Mais en mettant à jour les problèmes qui s’attachent à cette grille de structuration, on est conduit à s’interroger de manière plus fine sur la valeur de caractérisation des dits compléments déterminatifs, sur les modalités d’apparition de cette valeur et la diversité de ses modes de réalisation. On se rend compte aussi que, posée à partir des syntagmes prépositionnels de nature nominale, et très liée aux problèmes du sens et de l’actualisation du nom, cette question va en fait au-delà de cette première catégorie. Elle s’étend d’abord au nom propre. Ainsi, tel du moins qu’il fonctionne dans la citation 28, on peut se demander si le syntagme nominal prépositionnel de Paris ne prend pas une valeur de caractérisation.

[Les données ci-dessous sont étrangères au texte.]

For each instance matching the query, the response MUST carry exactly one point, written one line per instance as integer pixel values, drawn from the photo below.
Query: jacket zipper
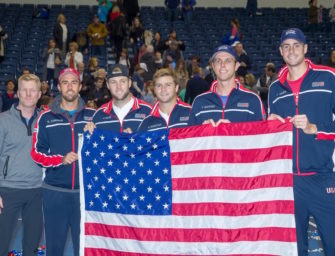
(296, 100)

Mais elle touche aussi les autres syntagmes prépositionnels, de nature pronominale et infinitivale 213  :

  1. [Le compl. déterminatif est un dém. antécédent d’une relative] :
‘29. Mais j’aimais mieux avoir l’ air de celui qui sait que de celui qui questionne.
m. proust, À la Recherche du temps perdu, Sodome et Gomorrhe, 1922, p. 1097.’

En (d), si l’on admet la lecture avoir + l’air de celui qui..., les syntagmes pronominaux formés d’un démonstratif (à valeur générique) suivi d’une relative déterminative (celui qui sait, celui qui questionne) renvoient à un type d’individu défini par un état, un comportement. La propriété se trouve mise en avant au détriment de la personne de référence, et le complément déterminatif acquiert, là encore, une valeur prédicative.

Voici maintenant, en abrégé, la sous-entrée (f) consacrée à l’infinitif :

  1. [Le compl. déterminatif est un inf.]. Je reprends toujours la typographie du TLF. :

[...]

  •  Locutions

  Un air de ne pas y toucher :

‘31. Pauliet était habile et avec son air de n’y pas toucher il avait l’art de poser les questions.
p.-j. jouve, La Scène capitale, 1935, p. 219.’

Un faux air de + inf. :

‘32. Ce secrétaire était un jeune homme d’une trentaine d’années qui, derrière son bureau moisi, se donnait un faux air de sortir des Sciences po : rasoir strict. Col dur et cravate impeccable.
r. abellio, Heureux les pacifiques, 1946, p. 165.’

[...]

  •   À + inf. :
‘34. Et lui présentant à la face une main mutilée, d’un air à épouvanter, il lui jeta le : « ton temps viendra ! » de Chenerailles.
h. pourrat, Gaspard des Montagnes, À la belle bergère, 1925, p. 71.’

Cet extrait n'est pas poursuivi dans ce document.